Why does my CMRR sometimes drop significantly in a future month?

A significant drop in a future month's CMRR is often due to a "renewal cliff," specifically a large amount of Scheduled Churn that is known to occur at that time. This usually happens when:

  • A large cohort of customers is on contracts that all expire in the same month and have already signaled they will not renew.
  • A major, temporary discount for many customers is scheduled to expire, leading to a large amount of Scheduled Contraction if the customer has a contractual right to the reduced price (less common).

This drop is a critical warning sign that your business needs to focus on retention for that cohort before that month arrives.
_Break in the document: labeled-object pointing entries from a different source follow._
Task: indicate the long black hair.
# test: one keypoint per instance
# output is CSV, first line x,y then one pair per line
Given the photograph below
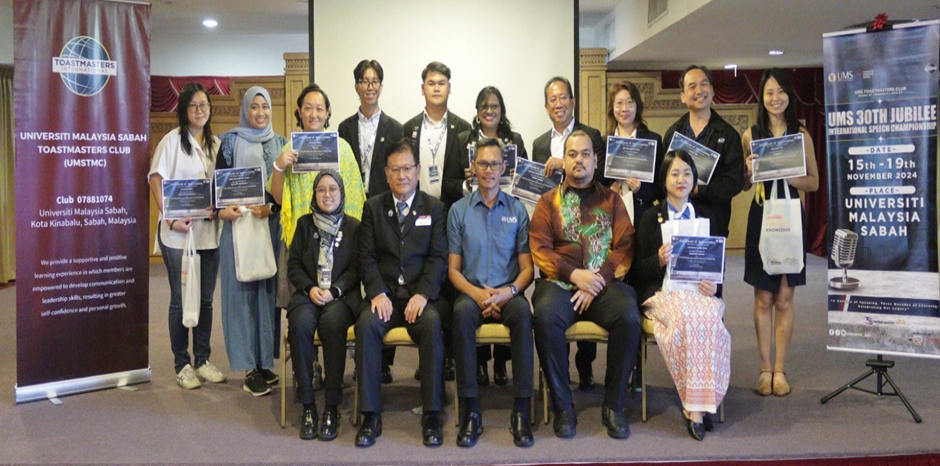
x,y
763,118
504,128
182,116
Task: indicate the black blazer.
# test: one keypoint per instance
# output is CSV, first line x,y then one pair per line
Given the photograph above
x,y
418,253
451,189
387,133
645,275
542,149
302,262
455,169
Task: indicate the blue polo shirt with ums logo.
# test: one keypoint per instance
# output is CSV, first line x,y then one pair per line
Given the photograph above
x,y
489,240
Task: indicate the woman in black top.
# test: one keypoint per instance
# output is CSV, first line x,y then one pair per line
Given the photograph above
x,y
776,117
323,269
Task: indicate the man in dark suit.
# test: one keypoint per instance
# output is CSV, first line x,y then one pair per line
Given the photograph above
x,y
403,262
549,148
370,131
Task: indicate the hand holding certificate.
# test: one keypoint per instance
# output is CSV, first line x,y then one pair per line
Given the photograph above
x,y
705,159
190,198
315,151
697,258
630,158
530,181
239,186
778,158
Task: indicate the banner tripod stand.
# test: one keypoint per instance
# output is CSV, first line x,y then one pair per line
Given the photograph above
x,y
879,367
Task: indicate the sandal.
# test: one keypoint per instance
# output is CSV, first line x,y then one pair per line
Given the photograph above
x,y
764,387
780,386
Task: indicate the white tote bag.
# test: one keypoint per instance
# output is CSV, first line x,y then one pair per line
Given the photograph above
x,y
781,238
190,284
254,255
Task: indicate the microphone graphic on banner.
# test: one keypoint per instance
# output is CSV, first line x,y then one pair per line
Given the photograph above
x,y
844,244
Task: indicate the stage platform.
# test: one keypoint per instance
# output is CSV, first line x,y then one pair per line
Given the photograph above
x,y
222,424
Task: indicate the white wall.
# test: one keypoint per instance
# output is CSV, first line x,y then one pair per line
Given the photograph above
x,y
222,54
6,35
516,46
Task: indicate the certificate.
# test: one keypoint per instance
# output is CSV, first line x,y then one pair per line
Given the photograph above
x,y
187,198
315,151
239,186
630,158
697,258
778,158
530,183
705,159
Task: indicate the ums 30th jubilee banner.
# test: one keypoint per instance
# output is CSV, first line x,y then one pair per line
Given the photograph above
x,y
881,115
82,107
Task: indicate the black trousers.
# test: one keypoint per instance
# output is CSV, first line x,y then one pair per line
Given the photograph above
x,y
425,331
614,309
333,321
468,317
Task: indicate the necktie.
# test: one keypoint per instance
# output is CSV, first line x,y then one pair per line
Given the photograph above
x,y
402,207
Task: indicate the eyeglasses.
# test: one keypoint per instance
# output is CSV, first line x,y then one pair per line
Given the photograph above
x,y
202,106
367,84
333,191
485,166
406,169
564,98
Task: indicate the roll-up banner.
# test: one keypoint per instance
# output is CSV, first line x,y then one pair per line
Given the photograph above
x,y
82,107
881,123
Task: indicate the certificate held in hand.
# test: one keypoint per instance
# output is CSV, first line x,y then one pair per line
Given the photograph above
x,y
188,198
705,159
315,151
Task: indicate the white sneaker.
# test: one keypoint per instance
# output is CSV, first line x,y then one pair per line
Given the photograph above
x,y
210,373
186,378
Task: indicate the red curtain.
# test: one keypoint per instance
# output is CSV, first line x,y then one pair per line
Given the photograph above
x,y
742,88
165,90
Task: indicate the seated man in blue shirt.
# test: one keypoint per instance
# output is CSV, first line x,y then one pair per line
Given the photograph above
x,y
490,266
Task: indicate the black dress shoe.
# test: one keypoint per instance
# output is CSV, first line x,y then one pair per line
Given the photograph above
x,y
707,422
565,423
308,424
499,374
521,430
329,425
483,377
696,429
470,430
370,430
450,369
431,433
615,422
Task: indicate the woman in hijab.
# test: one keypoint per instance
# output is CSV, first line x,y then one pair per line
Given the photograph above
x,y
249,318
322,268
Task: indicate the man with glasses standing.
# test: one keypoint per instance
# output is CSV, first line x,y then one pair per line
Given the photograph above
x,y
549,149
402,262
490,266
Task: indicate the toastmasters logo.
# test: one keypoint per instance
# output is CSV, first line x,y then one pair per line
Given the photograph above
x,y
84,65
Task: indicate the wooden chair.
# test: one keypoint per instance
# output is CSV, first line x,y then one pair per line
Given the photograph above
x,y
647,339
580,331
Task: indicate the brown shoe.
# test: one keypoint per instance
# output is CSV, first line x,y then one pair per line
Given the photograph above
x,y
780,385
764,384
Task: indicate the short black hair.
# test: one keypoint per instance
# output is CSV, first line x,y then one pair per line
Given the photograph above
x,y
708,74
670,157
364,65
401,146
435,67
558,79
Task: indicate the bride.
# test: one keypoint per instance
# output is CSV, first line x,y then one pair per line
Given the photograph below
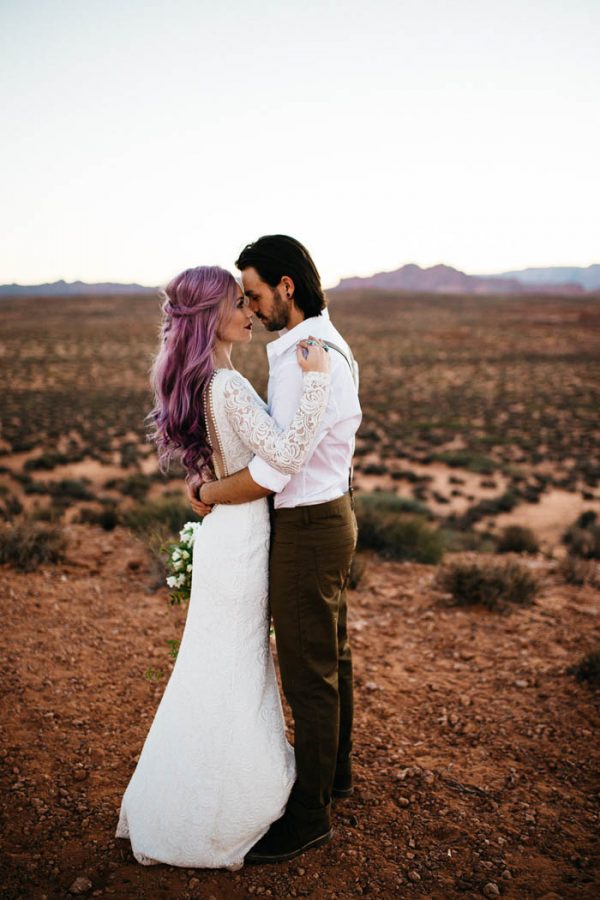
x,y
216,768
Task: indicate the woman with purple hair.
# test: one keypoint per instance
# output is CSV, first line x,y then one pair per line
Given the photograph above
x,y
216,768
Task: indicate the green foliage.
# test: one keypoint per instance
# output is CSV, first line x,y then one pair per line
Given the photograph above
x,y
386,527
588,669
28,544
517,539
492,585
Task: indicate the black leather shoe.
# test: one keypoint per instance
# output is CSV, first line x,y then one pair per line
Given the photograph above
x,y
342,783
287,839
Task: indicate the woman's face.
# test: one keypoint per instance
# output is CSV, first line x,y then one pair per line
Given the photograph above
x,y
237,327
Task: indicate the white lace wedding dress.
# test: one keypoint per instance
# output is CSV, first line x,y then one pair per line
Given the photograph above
x,y
216,768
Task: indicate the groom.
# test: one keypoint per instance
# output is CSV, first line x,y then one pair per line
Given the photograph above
x,y
312,541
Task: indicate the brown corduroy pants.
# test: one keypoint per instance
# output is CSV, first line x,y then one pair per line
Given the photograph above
x,y
311,553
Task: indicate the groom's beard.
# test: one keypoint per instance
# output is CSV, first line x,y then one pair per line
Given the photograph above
x,y
279,315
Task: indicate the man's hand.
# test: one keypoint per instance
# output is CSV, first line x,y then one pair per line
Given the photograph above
x,y
200,508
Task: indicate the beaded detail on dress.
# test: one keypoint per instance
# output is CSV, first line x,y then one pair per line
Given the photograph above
x,y
216,768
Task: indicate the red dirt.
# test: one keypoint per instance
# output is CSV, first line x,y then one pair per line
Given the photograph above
x,y
476,758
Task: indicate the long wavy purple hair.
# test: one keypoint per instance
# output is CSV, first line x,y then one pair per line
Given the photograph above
x,y
196,303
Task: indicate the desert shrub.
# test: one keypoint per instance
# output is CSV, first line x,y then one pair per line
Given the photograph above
x,y
385,526
136,486
387,502
27,544
71,488
583,537
107,518
517,539
45,514
588,669
464,459
492,585
36,487
47,461
375,469
578,571
168,514
10,506
129,455
456,540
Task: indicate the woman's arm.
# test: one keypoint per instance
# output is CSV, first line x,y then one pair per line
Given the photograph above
x,y
284,450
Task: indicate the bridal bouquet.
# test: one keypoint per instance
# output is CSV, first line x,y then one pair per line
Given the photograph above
x,y
179,563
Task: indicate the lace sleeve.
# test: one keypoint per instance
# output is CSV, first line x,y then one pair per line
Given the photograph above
x,y
286,450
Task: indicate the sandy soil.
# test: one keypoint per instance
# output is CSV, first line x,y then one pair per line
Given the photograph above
x,y
476,753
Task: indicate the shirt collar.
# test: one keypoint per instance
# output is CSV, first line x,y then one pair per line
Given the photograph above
x,y
289,337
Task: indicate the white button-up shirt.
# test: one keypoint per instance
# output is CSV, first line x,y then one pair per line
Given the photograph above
x,y
325,474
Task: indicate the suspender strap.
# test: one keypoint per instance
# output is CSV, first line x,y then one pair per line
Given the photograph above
x,y
354,372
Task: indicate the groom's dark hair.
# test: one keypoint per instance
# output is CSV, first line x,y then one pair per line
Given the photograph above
x,y
276,255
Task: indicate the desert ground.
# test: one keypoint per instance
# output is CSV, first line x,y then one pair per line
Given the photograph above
x,y
477,752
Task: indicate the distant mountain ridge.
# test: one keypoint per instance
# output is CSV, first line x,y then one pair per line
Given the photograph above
x,y
588,278
443,279
65,288
440,279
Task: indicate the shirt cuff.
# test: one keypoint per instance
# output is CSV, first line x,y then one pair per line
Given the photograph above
x,y
262,473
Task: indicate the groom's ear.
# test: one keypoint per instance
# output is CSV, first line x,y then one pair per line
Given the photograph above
x,y
288,287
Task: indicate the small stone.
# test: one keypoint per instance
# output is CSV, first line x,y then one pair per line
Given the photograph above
x,y
81,885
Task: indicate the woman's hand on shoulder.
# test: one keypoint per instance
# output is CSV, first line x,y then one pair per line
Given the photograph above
x,y
313,355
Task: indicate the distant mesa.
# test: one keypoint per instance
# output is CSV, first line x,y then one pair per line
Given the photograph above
x,y
446,280
439,279
77,288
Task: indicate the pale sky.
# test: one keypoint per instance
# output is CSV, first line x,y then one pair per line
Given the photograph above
x,y
141,137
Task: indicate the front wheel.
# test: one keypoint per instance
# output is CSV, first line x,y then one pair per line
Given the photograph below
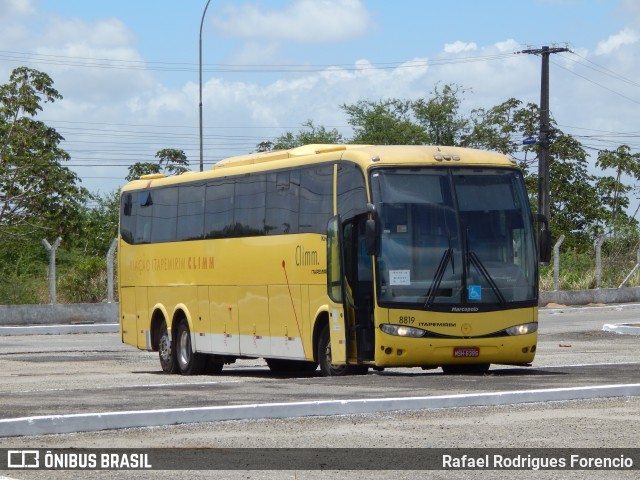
x,y
189,362
166,352
324,359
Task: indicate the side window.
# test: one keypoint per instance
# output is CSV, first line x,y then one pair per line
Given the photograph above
x,y
352,196
218,215
283,198
144,217
190,212
165,215
316,198
249,212
128,212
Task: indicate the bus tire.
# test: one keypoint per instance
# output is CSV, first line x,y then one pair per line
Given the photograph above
x,y
473,369
214,365
166,352
324,359
189,362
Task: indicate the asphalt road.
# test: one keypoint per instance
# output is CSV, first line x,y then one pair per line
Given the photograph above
x,y
80,373
69,374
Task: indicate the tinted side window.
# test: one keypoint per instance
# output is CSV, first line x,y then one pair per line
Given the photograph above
x,y
316,198
218,215
165,215
144,201
249,213
190,212
128,212
283,198
352,196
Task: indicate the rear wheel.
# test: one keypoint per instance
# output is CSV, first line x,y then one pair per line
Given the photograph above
x,y
166,352
189,362
324,359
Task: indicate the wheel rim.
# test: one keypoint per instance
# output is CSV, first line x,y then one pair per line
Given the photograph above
x,y
184,349
165,348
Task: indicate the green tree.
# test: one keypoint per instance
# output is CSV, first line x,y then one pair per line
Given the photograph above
x,y
440,116
624,163
37,193
386,122
307,135
171,161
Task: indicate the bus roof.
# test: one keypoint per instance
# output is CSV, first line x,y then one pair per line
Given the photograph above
x,y
365,155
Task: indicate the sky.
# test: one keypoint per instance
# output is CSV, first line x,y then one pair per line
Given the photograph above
x,y
128,71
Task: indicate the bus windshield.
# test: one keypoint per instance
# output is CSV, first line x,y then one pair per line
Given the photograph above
x,y
452,237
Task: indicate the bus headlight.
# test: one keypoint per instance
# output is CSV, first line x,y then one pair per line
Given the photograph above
x,y
402,330
523,329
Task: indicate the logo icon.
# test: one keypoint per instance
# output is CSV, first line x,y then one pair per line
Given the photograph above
x,y
475,293
23,459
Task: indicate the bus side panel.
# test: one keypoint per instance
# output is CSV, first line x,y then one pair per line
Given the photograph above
x,y
202,323
253,311
224,326
142,319
285,321
128,325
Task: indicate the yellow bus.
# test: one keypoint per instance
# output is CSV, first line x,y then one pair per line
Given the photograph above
x,y
349,257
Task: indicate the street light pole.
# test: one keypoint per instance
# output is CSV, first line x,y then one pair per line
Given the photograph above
x,y
200,78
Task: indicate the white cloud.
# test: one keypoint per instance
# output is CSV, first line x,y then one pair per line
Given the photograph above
x,y
459,47
309,21
16,7
614,42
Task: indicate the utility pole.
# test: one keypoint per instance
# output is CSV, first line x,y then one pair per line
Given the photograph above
x,y
200,73
543,139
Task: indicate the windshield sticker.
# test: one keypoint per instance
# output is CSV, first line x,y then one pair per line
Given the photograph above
x,y
475,293
399,277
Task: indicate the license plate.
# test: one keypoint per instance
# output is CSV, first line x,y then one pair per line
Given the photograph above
x,y
461,352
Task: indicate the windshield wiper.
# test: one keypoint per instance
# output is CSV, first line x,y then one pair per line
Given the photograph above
x,y
473,258
447,256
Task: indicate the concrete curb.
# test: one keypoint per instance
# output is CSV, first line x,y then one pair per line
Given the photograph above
x,y
60,329
91,422
622,328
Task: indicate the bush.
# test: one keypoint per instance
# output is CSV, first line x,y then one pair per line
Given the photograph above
x,y
85,281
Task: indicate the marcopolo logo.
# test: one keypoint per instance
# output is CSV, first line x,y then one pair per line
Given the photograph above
x,y
23,459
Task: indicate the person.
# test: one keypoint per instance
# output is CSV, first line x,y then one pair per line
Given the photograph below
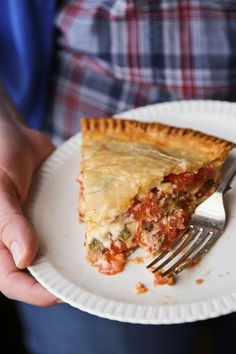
x,y
67,59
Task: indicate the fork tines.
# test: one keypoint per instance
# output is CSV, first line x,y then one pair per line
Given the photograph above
x,y
184,251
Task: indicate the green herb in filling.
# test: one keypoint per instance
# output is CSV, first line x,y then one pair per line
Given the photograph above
x,y
96,246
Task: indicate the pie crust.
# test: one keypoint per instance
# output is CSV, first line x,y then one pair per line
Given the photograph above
x,y
125,160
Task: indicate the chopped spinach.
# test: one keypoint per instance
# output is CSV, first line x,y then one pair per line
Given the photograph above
x,y
96,246
125,233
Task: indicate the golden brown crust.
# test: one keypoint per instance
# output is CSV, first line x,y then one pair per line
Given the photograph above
x,y
157,134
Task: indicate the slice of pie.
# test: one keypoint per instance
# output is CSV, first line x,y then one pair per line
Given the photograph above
x,y
140,183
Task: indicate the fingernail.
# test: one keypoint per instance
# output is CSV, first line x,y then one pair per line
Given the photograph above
x,y
16,251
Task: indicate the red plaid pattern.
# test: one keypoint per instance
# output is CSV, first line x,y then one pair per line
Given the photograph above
x,y
114,55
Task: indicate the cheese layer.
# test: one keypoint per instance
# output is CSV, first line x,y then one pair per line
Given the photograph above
x,y
114,172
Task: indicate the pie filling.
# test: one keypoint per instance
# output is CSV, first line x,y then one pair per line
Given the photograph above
x,y
152,221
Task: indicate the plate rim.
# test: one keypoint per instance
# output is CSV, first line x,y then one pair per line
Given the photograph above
x,y
113,309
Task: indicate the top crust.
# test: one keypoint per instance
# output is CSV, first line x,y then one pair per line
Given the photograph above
x,y
168,138
123,158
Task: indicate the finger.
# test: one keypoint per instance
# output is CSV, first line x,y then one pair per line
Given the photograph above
x,y
41,145
18,285
16,232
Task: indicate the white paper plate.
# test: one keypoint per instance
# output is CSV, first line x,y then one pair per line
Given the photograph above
x,y
63,270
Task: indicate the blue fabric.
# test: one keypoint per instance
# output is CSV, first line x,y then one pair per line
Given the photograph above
x,y
26,43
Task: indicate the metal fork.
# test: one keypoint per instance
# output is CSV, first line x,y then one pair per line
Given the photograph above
x,y
207,224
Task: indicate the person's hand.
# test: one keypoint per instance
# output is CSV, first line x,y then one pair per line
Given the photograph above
x,y
22,150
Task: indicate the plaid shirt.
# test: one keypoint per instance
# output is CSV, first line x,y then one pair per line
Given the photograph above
x,y
114,55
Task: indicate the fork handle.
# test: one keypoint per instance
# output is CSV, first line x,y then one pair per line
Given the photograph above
x,y
228,178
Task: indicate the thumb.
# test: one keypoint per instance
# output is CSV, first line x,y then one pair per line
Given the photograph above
x,y
16,232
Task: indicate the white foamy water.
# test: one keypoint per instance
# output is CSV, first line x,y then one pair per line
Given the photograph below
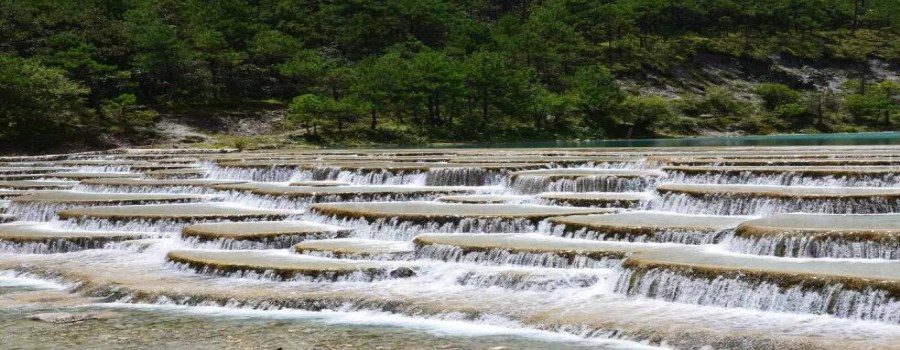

Is high CMRR always a good thing?

A high and stable CMRR projection is excellent, as it indicates revenue predictability. However, you should inspect the composition of the committed movements. If a high CMRR is being maintained primarily by large amounts of Scheduled Expansion being offset by equally large Scheduled Contraction and Scheduled Churn (a high volume of scheduled change), it suggests high churn risk and complex contract management, even if the net number looks stable. Aim for high CMRR with minimal negative committed movements.

If a customer's discount expires, is that Scheduled Expansion or Contraction?

If a customer is currently paying a lower rate due to a limited-time discount and their contract states the price will revert to the full price on a specific future date:

  • This is an increase in revenue on that date.
  • It is counted as Scheduled Expansion because the MRR from that customer is scheduled to grow.